Hi there. Gerry here. Just want to let you know that plummeting stock markets, reckless politicians, crazed rioters in England—all this bad news makes me want to kill somebody.
So I did.
I didn’t like him. He met a horrible end. I felt much better.
This was in my study, at my computer. I was working on a new mystery novel. I suppose you could say it’s sad commentary on our times when murdering someone is a relief from real life. But that’s not really true. Good times or bad, a mystery novel is always the best escape.
If you’re reading this you probably know exactly what I mean. But you also have to admit there’s something a bit odd about it. When reality is too burdensome, stressful, or maybe you’ve just had a long day, your refuge is a fictional world where most likely somebody is about to, or already has come to a violent end. As in shot. Stabbed. Strangled.

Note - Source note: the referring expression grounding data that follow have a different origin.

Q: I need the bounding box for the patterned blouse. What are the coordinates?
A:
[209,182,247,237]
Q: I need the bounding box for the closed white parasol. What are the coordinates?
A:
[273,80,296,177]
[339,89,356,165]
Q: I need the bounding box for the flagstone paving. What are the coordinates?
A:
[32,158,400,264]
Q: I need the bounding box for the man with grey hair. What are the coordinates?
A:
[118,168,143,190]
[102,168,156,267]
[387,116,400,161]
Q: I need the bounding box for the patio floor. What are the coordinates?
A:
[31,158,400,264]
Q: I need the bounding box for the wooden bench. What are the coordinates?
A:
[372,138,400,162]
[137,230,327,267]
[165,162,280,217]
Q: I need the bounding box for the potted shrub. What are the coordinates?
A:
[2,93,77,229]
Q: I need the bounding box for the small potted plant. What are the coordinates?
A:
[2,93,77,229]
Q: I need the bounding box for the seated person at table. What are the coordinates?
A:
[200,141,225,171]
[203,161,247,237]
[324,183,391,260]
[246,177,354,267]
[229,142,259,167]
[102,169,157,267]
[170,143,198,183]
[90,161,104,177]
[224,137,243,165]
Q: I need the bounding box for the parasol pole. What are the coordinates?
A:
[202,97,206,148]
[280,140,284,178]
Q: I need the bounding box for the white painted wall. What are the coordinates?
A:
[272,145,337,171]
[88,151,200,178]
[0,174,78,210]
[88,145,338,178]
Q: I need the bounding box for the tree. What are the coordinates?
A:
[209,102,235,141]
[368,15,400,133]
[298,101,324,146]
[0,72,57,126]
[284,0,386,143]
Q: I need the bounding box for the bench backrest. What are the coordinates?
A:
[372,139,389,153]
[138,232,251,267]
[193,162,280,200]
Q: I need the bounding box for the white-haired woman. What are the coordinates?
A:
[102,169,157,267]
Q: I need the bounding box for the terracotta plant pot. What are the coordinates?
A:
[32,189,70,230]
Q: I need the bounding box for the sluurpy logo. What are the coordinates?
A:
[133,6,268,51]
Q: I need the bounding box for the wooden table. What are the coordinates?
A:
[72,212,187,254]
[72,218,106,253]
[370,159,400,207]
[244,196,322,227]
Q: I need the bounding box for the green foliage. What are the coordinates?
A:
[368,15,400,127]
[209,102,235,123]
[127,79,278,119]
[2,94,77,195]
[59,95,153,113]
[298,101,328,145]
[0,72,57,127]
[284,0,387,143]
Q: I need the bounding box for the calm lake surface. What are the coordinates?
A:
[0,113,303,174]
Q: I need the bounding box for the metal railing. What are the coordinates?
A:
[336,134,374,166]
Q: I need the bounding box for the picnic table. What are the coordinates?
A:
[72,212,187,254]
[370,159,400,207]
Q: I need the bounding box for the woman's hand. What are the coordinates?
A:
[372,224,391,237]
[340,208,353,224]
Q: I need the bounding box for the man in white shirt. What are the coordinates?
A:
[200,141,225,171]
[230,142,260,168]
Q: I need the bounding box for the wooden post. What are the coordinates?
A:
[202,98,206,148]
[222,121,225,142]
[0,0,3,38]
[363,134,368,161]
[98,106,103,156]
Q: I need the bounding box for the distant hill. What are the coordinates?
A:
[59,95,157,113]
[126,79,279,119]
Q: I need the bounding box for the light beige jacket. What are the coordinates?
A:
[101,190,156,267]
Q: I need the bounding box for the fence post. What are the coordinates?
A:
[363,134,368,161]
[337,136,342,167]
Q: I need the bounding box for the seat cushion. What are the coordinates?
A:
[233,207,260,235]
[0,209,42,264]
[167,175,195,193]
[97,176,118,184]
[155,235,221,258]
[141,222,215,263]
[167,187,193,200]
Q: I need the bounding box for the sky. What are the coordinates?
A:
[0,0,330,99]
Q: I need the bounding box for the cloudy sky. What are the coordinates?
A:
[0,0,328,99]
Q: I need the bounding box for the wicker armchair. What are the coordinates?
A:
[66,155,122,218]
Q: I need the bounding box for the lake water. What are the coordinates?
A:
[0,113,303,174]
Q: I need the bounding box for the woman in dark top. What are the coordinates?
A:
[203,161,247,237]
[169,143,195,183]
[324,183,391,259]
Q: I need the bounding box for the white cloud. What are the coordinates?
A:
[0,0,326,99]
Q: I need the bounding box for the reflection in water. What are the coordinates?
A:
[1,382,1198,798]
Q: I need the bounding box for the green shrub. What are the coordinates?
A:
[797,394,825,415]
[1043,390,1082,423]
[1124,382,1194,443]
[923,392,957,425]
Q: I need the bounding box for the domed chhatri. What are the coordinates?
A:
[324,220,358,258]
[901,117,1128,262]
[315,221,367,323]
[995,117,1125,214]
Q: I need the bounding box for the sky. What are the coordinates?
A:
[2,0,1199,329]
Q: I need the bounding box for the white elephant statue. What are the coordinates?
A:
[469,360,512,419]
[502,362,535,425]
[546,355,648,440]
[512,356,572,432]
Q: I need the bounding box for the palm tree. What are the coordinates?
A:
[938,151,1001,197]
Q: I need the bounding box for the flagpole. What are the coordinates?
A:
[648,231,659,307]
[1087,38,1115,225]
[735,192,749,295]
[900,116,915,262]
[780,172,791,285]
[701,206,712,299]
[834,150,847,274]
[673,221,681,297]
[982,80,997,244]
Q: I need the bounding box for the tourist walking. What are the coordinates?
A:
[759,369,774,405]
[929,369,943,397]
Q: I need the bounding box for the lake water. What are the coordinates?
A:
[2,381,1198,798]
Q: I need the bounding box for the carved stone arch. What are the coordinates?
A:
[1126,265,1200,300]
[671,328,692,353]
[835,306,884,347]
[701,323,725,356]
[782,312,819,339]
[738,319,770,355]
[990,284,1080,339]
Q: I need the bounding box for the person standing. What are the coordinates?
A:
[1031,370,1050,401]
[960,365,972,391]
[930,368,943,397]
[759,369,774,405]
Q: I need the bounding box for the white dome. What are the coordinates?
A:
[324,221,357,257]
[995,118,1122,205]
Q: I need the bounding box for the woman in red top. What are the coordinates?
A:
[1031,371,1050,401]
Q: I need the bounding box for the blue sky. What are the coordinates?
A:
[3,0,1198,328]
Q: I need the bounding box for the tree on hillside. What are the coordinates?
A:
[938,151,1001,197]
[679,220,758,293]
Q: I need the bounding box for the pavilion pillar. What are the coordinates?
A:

There’s good reason for this, and, no, we aren’t all psychopaths. The people who write these books (look at those smiling faces at the top of the page!) are pretty normal and well-adjusted, as are most of the people who read their books. But we know that there is something in many of us that needs a good murder story.
I’m not talking about graphic violence, as I don’t have the stomach for it. I’m not talking about true crime, where justice often isn’t done. I’m talking about books that give us entry into a world where there is good and evil, cops and criminals (sometimes blended together), where the villain usually gets his or her just desserts.
This is an idealized world, in many ways. It usually includes someone who is a threat to good and law-abiding people. And a hero or heroine to arrive and make things right. For a time—a few hours, a few days—we are in a world where, yes, there is evil. But good (presented in many variations) usually prevails. We’re counting on it.
I once asked Robert B. Parker about the detective novel and the originators of the genre. I thought we’d talk about Raymond Chandler. Instead he started talking about Paladin and Sir Gawain and the Green Knight.
There is something in us that needs these morality tales, I guess. I know that this week I’ve felt like fleeing real life for the books on my shelf and the story on my computer screen. In those worlds of murder and mayhem, at least, all is well.